Rückforderungen aufgrund des 9-Euro-Tickets

Zu den Rückforderungen von Leistungen an Schülerinnen und Schüler im SGB II-Bezug aufgrund des 9-Euro-Tickets erklärt Stephanie Aeffner, MdB:

Ich kann nur an die Länder appellieren, dafür Sorge zu tragen, dass die Jobcenter wegen der Einführung des 9-Euro-Tickets keine Gelder von den Schüler*innen zurückfordern. Das ist nicht nur rechtlich zumindest ein zweifelhaftes Vorgehen. V.a. ist es ein verheerendes sozialpolitisches Signal!

Mit großer Verwunderung habe ich die Berichte zur Kenntnis genommen, wonach einige Kommunen Geld von Schüler*innen zurückfordern. Diese hätten von den Jobcentern vor Beginn des Schuljahres Geld für ein Schüler-Beförderungsticket erhalten und bekämen nun von den Verkehrsgesellschaften eine Erstattung in Höhe des Differenzbetrags zum 9-Euro-Ticket rückerstattet.
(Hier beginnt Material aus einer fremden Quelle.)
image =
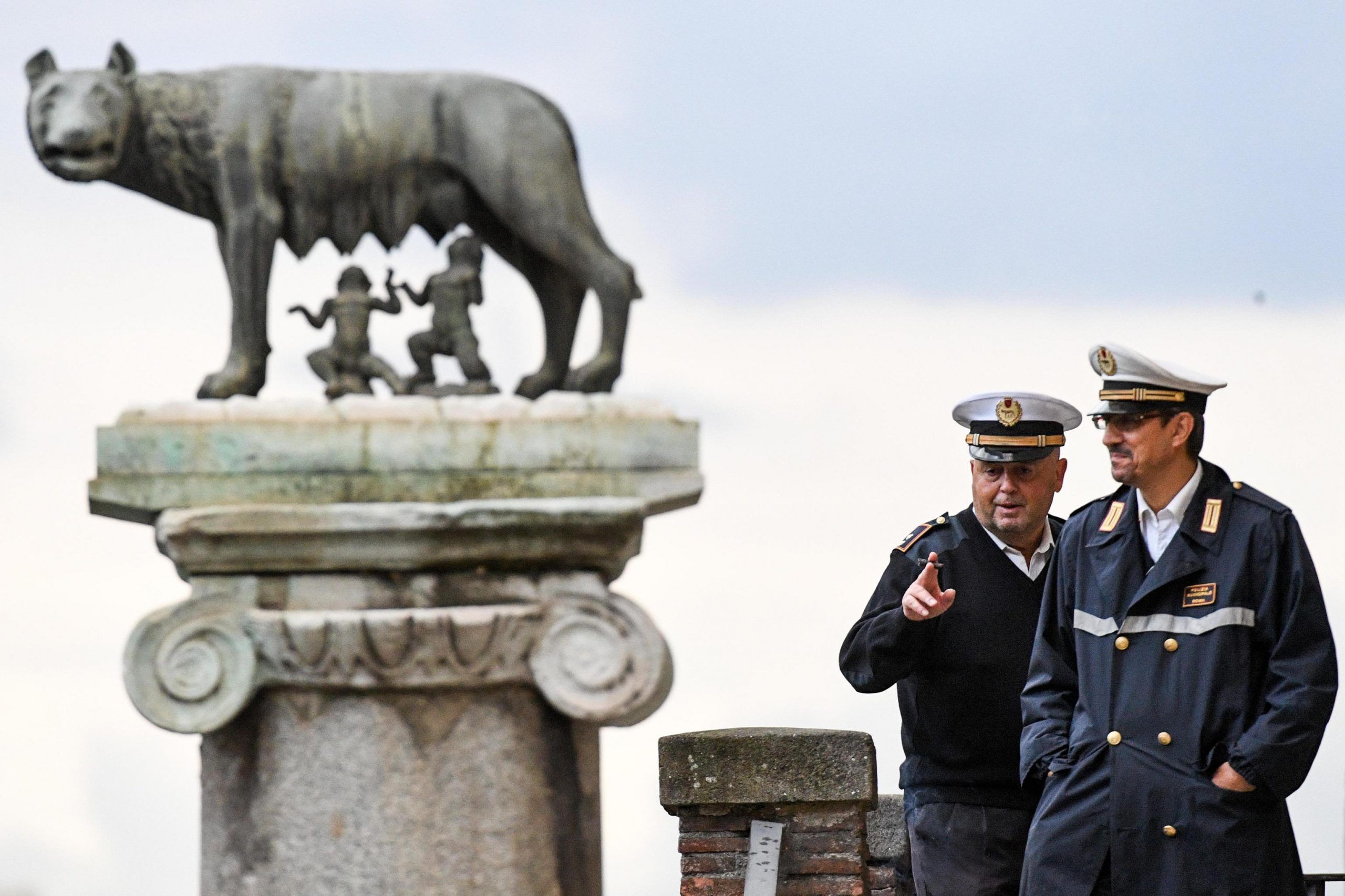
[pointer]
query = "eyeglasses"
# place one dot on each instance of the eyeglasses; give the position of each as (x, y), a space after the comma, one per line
(1125, 423)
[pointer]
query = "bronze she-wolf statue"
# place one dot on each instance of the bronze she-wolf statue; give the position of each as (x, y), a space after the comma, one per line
(277, 154)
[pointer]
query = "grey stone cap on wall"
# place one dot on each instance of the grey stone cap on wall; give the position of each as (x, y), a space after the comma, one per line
(408, 449)
(739, 766)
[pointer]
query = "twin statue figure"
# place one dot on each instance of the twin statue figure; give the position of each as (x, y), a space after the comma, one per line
(349, 365)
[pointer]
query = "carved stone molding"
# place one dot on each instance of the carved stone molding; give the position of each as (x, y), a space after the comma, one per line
(191, 668)
(595, 657)
(444, 648)
(603, 661)
(541, 533)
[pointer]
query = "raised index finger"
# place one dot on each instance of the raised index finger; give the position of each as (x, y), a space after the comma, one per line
(930, 576)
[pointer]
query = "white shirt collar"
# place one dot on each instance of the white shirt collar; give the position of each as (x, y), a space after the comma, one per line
(1176, 507)
(1031, 567)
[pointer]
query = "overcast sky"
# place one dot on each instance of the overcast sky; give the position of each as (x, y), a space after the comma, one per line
(845, 217)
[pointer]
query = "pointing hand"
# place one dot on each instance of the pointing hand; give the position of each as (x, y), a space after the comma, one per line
(925, 599)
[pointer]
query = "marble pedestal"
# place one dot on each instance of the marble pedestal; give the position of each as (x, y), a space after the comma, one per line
(400, 641)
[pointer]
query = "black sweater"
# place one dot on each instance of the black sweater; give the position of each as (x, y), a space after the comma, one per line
(958, 676)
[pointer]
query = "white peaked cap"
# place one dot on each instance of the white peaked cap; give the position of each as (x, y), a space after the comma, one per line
(1036, 408)
(1129, 365)
(1135, 384)
(1009, 427)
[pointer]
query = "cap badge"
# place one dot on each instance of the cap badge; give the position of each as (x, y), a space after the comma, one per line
(1009, 412)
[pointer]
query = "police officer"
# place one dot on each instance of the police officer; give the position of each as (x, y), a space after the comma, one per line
(1184, 669)
(951, 623)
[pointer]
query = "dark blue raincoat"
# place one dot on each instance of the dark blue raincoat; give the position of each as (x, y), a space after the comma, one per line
(1142, 685)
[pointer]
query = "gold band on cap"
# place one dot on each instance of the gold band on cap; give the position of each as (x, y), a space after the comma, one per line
(1141, 394)
(1015, 442)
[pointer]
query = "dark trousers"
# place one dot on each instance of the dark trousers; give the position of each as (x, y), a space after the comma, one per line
(961, 849)
(1103, 885)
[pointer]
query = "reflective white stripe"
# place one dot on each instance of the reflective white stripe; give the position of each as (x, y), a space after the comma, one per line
(1094, 624)
(1166, 622)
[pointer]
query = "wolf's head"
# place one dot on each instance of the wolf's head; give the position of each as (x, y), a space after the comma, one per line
(78, 120)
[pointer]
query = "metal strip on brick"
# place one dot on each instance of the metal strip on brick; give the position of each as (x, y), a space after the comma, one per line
(763, 859)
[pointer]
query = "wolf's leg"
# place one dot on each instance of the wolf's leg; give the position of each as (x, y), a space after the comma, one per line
(423, 348)
(373, 367)
(246, 245)
(573, 243)
(558, 293)
(555, 221)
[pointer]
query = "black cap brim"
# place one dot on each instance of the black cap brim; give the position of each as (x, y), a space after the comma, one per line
(1009, 455)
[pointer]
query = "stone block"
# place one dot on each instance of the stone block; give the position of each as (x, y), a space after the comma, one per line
(411, 449)
(560, 533)
(887, 828)
(767, 766)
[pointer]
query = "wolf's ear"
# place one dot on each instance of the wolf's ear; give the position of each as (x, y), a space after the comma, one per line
(41, 64)
(121, 61)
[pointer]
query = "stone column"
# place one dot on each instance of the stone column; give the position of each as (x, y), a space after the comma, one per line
(400, 641)
(818, 784)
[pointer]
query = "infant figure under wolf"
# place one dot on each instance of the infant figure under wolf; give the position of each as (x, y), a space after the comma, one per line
(451, 294)
(347, 365)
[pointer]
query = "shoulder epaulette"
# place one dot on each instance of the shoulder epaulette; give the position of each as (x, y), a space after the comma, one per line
(1243, 490)
(922, 530)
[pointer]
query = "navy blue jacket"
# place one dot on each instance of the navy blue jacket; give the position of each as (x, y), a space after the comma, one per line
(1220, 653)
(958, 676)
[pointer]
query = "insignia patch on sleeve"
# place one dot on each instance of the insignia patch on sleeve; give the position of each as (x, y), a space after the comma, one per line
(1214, 507)
(1113, 517)
(1199, 595)
(914, 537)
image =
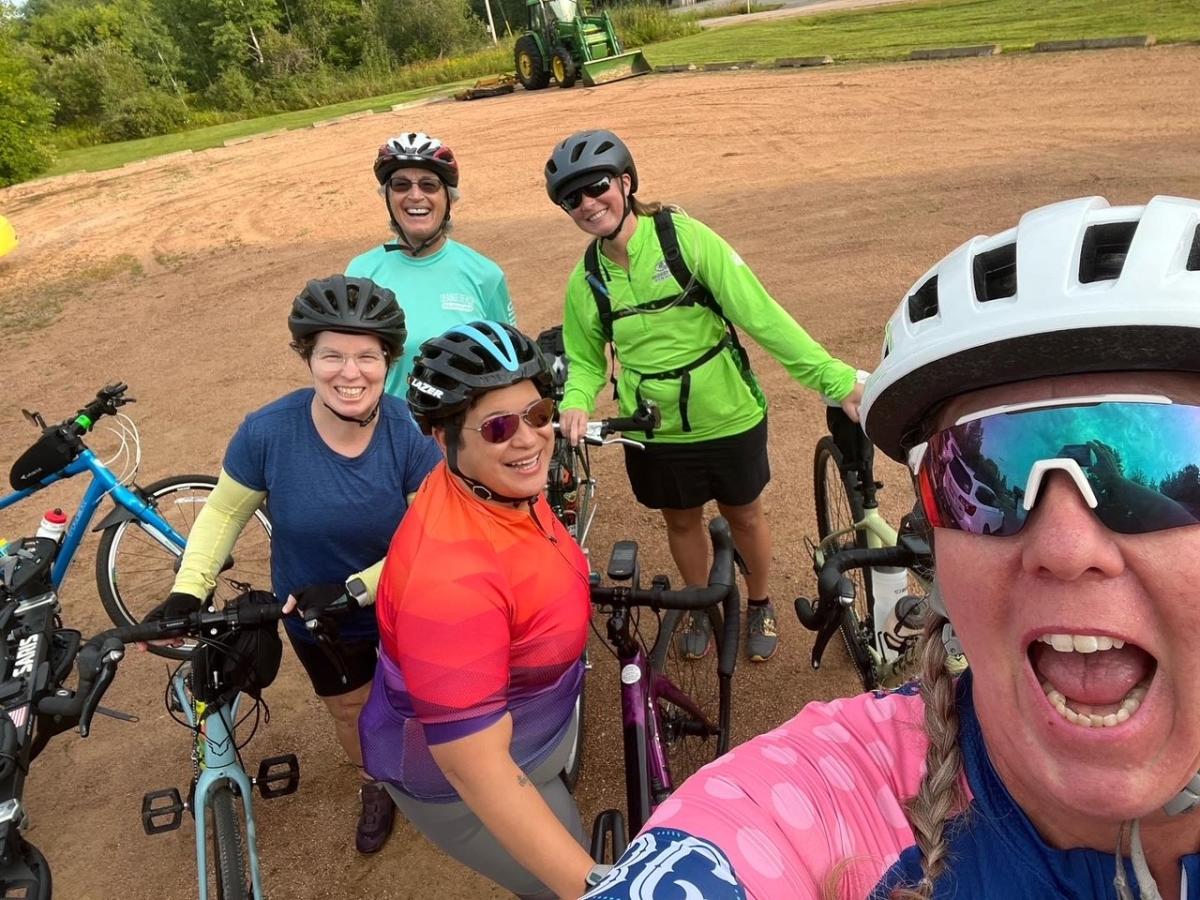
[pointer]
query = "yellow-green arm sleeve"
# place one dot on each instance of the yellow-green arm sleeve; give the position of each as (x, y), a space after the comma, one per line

Auf den ersten Blick scheint es vielleicht „korrekt“, Gelder für die Schüler*innenbeförderung zurückzufordern, wenn diese jetzt deutlich weniger kostet. Jobcenter möchten sich nicht dem Vorwurf aussetzen, eine ungerechtfertigte Besserstellung der betreffenden Schüler*innen gegenüber Nichtleistungsbezieher*innen finanziert zu haben. Nach rechtlicher Prüfung komme ich aber zu einer anderen Bewertung:

Bei der Auszahlung der Leistungen wurden diese ja zweckentsprechend eingesetzt. Es liegt keine Zweckentfremdung durch die Schüler*innen vor, wenn sie nun nachträglich die Differenz zum 9-Euro-Ticket erstattet bekommen. Denn eine Rückzahlung von Leistungen soll nach § 40 Abs. 6 Satz 3 SGB II nicht  gefordert werden, wenn es sich, wie hier, um Leistungen aus dem Bildungs- und Teilhabepaket handelt. Bei der Geringfügigkeit der Beträge kann auch kaum von einer „zweckentfremdeten Bereicherung“ der Schülerinnen und Schüler gesprochen werden. Zumal den Jobcentern durch die Rückforderungen ein ganz erheblicher Verwaltungsaufwand entsteht, den die Betroffenen weder selbst verschuldet noch intendiert haben. Alle Leistungsbescheide müssten entsprechend aufgehoben werden. Dass hierfür nicht die Voraussetzungen vorliegen, lässt sich rechtlich sehr gut begründen.

Viel schwerer wiegt für mich aber, was für ein verheerendes Signal mit einem solchen Vorgehen gerade an die Ärmsten in unserer Gesellschaft gesendet wird. Alle Bürger*innen sollten mit den Maßnahmen eine Entlastung für das sich gerade enorm verteuernde Leben erhalten. Eine Rückzahlung ist für mich daher sozialpolitisch völlig unangemessen. Diese Bewertung teilt auch Minister Heil.

Ich appelliere eindringlich an alle Länder und Kommunen, von einer solchen Rückforderung Abstand zu nehmen. Einige Länder, wie etwa Berlin, sind hier bereits mit gutem Beispiel vorangegangen.